Best steps to balance pool, including adjusted TA…

Jul 25, 2014
10
Fresno, Ca
Pool Size
20000
Surface
Plaster
Chlorine
Liquid Chlorine
SWG Type
CircuPool Edge-40
My pool is about 20,000 gal and chlorinated with a SWG. I just checked my chemical levels in my pool and have come up with the following numbers after dealing with some algae. Algae is gone but there is some staining in some places.

FC - 18
pH - 7.7
TA - 90
CH - 225
CYA - 120+
Salt - 3460
Temp - 62

I know that I will need to drain probably half of my pool to get the CYA down (the level is well below the 100 on my TF-100 test, so my best guess is at least 120). I’ll get that done sometime in the near future and then rebalance everything.

My question is about the CH and TA. What would be the ideal range to shoot for? Obviously higher than I have. But is 400 really a good goal? Our fill water is hard here so we’ll se le after the drain and refill where it stands. And for TA, should I be adjusting this number based on CYA? For example, if my CYA is 80 after I drain and refill and my TA is 90…does that mean my adjusted TA is in the 60s and would possibly need to raise that level some?
 
Hey there... to test your CYA when over 100+ you want to mix equal parts of pool water and tap water. Then retest using this mixture as the pool sample, then double your results. You'll get a better idea of how much you'll need drain the pool.

California water tends to be high in calcium, and have high evaporation of the pool. These two things will act on your current calcium level within the year usually.
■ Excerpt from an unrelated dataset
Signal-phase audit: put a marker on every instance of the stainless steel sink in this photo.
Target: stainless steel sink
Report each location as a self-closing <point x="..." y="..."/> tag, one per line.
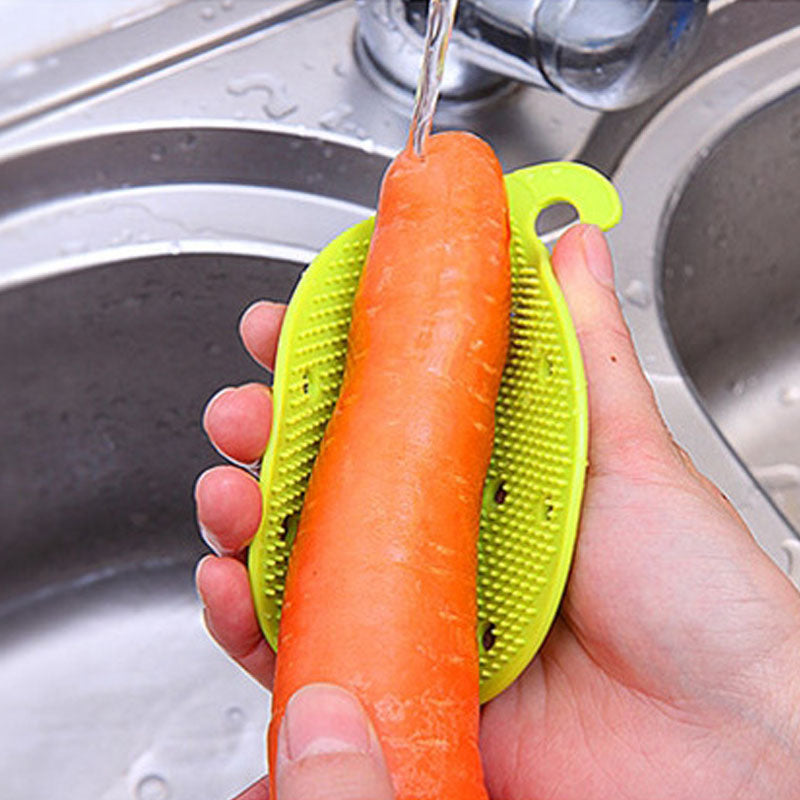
<point x="158" y="178"/>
So 225ppm isn't a bad place to be coming into summer. BUT... you'll also lose calcium as you drain pool water out to lower that CYA. So when you're done with the drain, retest everything and you'll likely be adding more of a couple things. Use this as a rough guide:

When it comes to chemical levels and altering them- TA is the very last thing we stress about. Its sole function is to raise your pH if its on the high end. So we manage it if your pH rises quickly and needs frequent adjustment.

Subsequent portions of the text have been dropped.